Far from seeing it as the second match in what was originally an unprecedented - in football - series of three and has now become a series of four against the same opponents, he asserts, with some conviction, that this is a unique encounter to which last Sunday's will be irrelevant.

"I am looking at this game the same way as I did the first one in the Scottish Cup," said Fojut.

"I am looking forward to going out and winning the match.This will be a different game than it was at Parkhead when we lost 6-1, or the one in December at Tannadice that we won 2-1 or the cup-tie at the weekend that we drew.

"We are looking to lift the cup and it doesn't matter what has happened before.

"This will be different because it's a final and, really, anything can happen on the day.

"We will just focus on ourselves. We will go all in and try to do our best."

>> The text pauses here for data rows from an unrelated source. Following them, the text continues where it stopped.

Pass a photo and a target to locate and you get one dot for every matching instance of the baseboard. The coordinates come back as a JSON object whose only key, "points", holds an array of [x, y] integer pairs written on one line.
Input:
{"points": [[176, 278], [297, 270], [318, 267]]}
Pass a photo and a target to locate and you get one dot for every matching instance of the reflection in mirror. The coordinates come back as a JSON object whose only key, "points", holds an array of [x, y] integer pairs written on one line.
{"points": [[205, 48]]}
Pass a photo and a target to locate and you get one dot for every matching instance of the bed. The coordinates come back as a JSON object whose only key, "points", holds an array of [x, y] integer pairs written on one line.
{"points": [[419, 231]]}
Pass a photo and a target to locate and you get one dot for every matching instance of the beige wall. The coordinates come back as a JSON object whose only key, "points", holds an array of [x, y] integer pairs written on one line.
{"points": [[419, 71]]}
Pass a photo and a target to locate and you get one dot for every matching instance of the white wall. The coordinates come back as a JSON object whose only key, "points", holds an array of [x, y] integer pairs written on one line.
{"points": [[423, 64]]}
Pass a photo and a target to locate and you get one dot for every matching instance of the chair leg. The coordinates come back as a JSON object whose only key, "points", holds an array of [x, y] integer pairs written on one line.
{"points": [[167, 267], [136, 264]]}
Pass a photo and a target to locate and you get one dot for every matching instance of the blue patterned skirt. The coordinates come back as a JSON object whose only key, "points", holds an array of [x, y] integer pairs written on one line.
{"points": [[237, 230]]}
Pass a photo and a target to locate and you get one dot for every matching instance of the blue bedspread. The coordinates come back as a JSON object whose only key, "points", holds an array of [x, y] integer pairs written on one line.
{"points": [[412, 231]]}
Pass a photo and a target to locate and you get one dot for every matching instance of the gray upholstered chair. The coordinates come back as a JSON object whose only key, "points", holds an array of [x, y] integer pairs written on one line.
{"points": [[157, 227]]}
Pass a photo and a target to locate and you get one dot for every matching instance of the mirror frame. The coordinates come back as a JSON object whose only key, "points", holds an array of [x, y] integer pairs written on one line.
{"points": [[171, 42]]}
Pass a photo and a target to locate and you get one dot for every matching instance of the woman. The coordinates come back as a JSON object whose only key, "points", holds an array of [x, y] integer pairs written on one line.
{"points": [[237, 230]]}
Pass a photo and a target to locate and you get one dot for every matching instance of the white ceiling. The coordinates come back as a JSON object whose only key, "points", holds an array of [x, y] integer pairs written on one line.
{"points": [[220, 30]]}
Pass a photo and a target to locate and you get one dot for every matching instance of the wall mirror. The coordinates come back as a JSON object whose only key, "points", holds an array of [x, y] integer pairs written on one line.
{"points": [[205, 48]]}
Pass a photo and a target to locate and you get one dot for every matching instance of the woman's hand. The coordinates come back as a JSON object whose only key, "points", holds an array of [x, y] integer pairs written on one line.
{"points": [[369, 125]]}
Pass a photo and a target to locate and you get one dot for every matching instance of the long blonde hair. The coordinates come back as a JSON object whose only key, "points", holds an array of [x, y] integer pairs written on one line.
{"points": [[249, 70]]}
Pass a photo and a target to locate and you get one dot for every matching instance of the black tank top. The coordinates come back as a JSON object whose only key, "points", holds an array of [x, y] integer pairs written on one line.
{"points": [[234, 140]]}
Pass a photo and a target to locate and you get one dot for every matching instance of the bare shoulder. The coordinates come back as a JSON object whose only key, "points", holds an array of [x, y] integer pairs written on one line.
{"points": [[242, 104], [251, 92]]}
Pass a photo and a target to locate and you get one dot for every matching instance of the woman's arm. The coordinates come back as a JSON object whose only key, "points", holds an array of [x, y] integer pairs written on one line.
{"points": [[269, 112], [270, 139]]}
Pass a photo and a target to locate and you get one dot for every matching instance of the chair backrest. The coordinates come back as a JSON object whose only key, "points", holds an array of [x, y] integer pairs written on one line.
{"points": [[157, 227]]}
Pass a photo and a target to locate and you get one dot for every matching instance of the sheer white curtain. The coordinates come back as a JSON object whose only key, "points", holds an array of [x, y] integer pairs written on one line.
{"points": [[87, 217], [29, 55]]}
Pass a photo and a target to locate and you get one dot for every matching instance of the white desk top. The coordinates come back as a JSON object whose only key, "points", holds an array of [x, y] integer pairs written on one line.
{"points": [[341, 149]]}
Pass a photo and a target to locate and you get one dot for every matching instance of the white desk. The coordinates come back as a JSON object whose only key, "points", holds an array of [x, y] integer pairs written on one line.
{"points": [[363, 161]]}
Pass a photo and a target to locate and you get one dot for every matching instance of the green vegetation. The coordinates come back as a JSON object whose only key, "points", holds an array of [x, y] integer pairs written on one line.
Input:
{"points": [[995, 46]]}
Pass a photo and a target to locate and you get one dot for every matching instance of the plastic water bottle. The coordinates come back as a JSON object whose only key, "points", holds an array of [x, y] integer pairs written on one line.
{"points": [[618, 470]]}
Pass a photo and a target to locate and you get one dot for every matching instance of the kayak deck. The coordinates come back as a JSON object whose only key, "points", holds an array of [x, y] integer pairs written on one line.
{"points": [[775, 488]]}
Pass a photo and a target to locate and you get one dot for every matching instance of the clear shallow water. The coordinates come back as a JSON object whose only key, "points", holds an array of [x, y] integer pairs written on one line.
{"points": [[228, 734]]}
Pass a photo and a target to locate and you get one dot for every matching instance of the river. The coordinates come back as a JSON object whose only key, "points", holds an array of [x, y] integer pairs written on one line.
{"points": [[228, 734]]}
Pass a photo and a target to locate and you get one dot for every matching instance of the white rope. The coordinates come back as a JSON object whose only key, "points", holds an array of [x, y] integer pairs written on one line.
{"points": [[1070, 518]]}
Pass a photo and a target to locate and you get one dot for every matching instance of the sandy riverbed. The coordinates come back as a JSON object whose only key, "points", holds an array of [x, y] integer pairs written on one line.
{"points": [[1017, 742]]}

"It has been easy to move on from that. I don't get paid for analysing games.

"The coaching staff talk about what has happened and, as a player, I take it game by game."

Of course even before Sunday's controversies there was an extra element to these matches generated by Celtic's recruitment of Stuart Armstrong and Gary Mackay-Steven, the players widely considered to be United's most dynamic creative forces.

Many of the team's supporters believe there was an element of cynicism in the way that the most financially powerful club in the country effectively undermined opponents who, at the time, were contesting all three domestic competitions with them.

Whether or not it was a deliberate ploy there was a worrying reaction from the club they left as United suffered their worst league run of the season, however

again Fojut is philosophical in putting the situation in perspective.

"For the last couple of years United has been a club that has sold their best players so it wasn't a surprise for us," he observed.

"Everybody knows what happened but we just have to get on with it.

"If they were here or not our determination to win the cup would be exactly the same."

All concerned, then, can learn considerably from the man who has suffered real footballing adversity.

"As I said, it doesn't matter now," said Fojut of the prospect of facing the club he once thought would help launch his career at the highest level.

"Even if that hadn't happened I would still be very hungry to win the cup and doing everything it takes to win it."